Question

How many grams of sodium phosphate monobasic would we add to a liter and how many grams of sodium phosphate dibasic would we add to a liter to make a 0.1 m phosphate buffer at ph 6.86?

Answer 1

The correct answer for Mass of Na₂HPO₄ = 4.457 g and mass of NaH₂PO₄ = 8.23 g

Given : pH = 6.86

Total concentration of Phosphate buffer = 0.1 M

Asked : Mass of Sodium phosphate monobasic (NaH₂PO₄) = ?

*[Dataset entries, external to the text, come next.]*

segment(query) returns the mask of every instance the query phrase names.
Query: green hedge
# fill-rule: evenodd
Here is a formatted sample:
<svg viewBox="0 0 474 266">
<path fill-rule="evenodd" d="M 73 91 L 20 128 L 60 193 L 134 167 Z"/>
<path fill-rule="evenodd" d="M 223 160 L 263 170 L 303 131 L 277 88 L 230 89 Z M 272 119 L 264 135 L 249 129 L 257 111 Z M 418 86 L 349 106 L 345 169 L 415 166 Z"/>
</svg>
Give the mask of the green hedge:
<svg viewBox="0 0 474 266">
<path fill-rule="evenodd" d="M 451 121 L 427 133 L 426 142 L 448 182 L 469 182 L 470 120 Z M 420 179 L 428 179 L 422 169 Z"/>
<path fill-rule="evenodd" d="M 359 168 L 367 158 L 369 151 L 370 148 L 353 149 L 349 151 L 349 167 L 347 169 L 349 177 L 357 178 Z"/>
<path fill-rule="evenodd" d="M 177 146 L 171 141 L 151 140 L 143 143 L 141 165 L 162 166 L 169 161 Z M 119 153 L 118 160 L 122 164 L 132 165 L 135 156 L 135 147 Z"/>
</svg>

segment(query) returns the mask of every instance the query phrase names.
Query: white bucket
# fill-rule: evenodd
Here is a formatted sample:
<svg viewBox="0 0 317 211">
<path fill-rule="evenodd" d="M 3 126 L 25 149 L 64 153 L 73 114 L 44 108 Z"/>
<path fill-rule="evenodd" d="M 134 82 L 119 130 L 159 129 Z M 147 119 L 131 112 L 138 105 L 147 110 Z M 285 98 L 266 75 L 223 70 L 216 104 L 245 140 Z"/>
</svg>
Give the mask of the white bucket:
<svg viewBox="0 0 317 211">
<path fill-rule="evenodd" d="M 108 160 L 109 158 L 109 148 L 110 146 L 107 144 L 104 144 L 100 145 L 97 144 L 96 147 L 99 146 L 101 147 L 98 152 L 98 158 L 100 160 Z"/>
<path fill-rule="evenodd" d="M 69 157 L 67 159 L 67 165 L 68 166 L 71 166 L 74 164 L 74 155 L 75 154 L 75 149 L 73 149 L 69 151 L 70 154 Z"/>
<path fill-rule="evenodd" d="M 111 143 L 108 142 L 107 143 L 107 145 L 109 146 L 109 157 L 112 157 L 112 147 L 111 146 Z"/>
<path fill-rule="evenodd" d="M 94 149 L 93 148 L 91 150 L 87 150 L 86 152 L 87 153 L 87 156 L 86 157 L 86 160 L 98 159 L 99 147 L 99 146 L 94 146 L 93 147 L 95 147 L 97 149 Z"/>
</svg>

Mass of Sodium phosphate dibasic(Na₂HPO₄)= ?

Following steps can be done to find the masses of NaH₂PO₄ and Na₂HPO₄ :

(In phosphate buffer , Na+ ion from NaH₂PO₄ and Na₂HPO₄ acts as spectator ion , so only H₂PO₄⁻ and HPO₄²⁻ will be considered )

Step 1 : To find pka

H₂PO₄⁻ <=> HPO₄²⁻

The above reaction has pka = 7.2 ( from image shown )

Step 2 : Plug values in Hasselbalch- Henderson equation .

Hasselbalch -Henderson equation is to find pH for buffer solution which is as follows :

`pH = pka + log([A^-])/([HA])`

pH = 6.86 pKa = 7.2

`6.86 = 7.2 + log ([HPO_4^2^-])/([H_2PO_4^-])`

Subtracting both side by 7.2

`6.86-7.2 = 7.2 -7.2+ log ([HPO_4^2^-])/([H_2PO_4^-])`

`-0.34 =  log ([HPO_4^2^-])/([H_2PO_4^-])`

Removing log

`10^-^0^.^3^4 =   ([HPO_4^2^-])/([H_2PO_4^-])`

`([HPO_4^2^-])/([ H_2PO_4^-]) = 0.457` ---------------- equation (1)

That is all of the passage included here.